Chris Burbach, Dec 15, 2024
Original Omaha.com article
Late one night last week, a group of Omaha teenage girls were waiting with aunts and uncles in an Eppley Airfield concourse when the people they longed to see finally appeared amid a line of travelers from Chicago.
Travel weariness and bleariness, meet sunshiny joy.
“There they are!” someone in the Omaha group shouted.
The girls and their aunts hurried forward. Their many-colored long dresses rippled as they dodged other passengers to reach their long-awaited relatives: a Somali mother and father with their four daughters and toddler son coming from a refugee camp in
Kenya.
The father, 32-year-old Ali Mohamed Lujendo, had lived in the camp since fleeing from Somali civil war in 2005. He and Maaka Ali Mungara met and married in the camp. Their children were born there.
Much hugging ensued in the airport amid dancing, laughter and exclamations of a Swahili word for welcome.
“Karibu! Karibu!”
The Omaha girls wrapped their arms around their cousins. An auntie hoisted the sleepy toddler onto her shoulder. She held him tight.
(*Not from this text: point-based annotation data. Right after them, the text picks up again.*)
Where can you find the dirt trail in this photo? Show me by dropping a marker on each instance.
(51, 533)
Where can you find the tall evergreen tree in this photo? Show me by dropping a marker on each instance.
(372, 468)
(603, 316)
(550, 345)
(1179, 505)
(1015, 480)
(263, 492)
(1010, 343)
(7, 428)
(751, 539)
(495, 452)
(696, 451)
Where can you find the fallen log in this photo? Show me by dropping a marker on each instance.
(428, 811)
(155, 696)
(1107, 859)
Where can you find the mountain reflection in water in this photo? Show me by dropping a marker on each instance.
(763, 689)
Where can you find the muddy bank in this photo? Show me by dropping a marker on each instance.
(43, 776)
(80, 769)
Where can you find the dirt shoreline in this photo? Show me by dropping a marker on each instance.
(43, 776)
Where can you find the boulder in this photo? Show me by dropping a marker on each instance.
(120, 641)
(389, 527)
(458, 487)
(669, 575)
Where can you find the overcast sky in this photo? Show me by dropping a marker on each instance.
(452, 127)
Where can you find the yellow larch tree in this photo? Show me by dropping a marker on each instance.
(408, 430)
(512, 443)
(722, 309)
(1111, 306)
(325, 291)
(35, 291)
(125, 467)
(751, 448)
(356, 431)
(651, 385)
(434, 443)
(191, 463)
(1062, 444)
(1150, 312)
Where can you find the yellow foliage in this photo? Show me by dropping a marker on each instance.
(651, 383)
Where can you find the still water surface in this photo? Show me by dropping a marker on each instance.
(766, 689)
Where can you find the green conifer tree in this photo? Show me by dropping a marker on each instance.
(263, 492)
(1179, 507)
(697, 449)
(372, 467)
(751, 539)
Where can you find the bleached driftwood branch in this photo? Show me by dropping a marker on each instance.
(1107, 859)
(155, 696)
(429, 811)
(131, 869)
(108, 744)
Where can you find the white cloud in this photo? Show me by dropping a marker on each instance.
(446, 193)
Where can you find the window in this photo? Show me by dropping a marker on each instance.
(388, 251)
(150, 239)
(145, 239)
Most of the Omaha family had come to Nebraska years ago as refugees themselves, although some were born here. They joined refugee resettlement workers in greeting the family of seven at the airport Wednesday night.
The welcoming was a variation of a scene that’s been happening often at Eppley lately. Local resettlement agencies in Omaha are hurrying to take in as many people as possible before President-elect Donald Trump takes office Jan. 20. They’ve put out calls for volunteers to help the newcomers.
Agency leaders and advocates in Omaha, like those across the nation, are expecting Trump will severely restrict resettlements like these.
One agency alone, the Center for Immigrant and Refugee Advancement, has committed to settle 300 people in Omaha from October through Jan. 1. The nonprofit had welcomed more than 170 of them by Friday.
The two other resettlement agencies in Omaha are planning to welcome about 200 people combined in the same period, slightly more than they expected to place.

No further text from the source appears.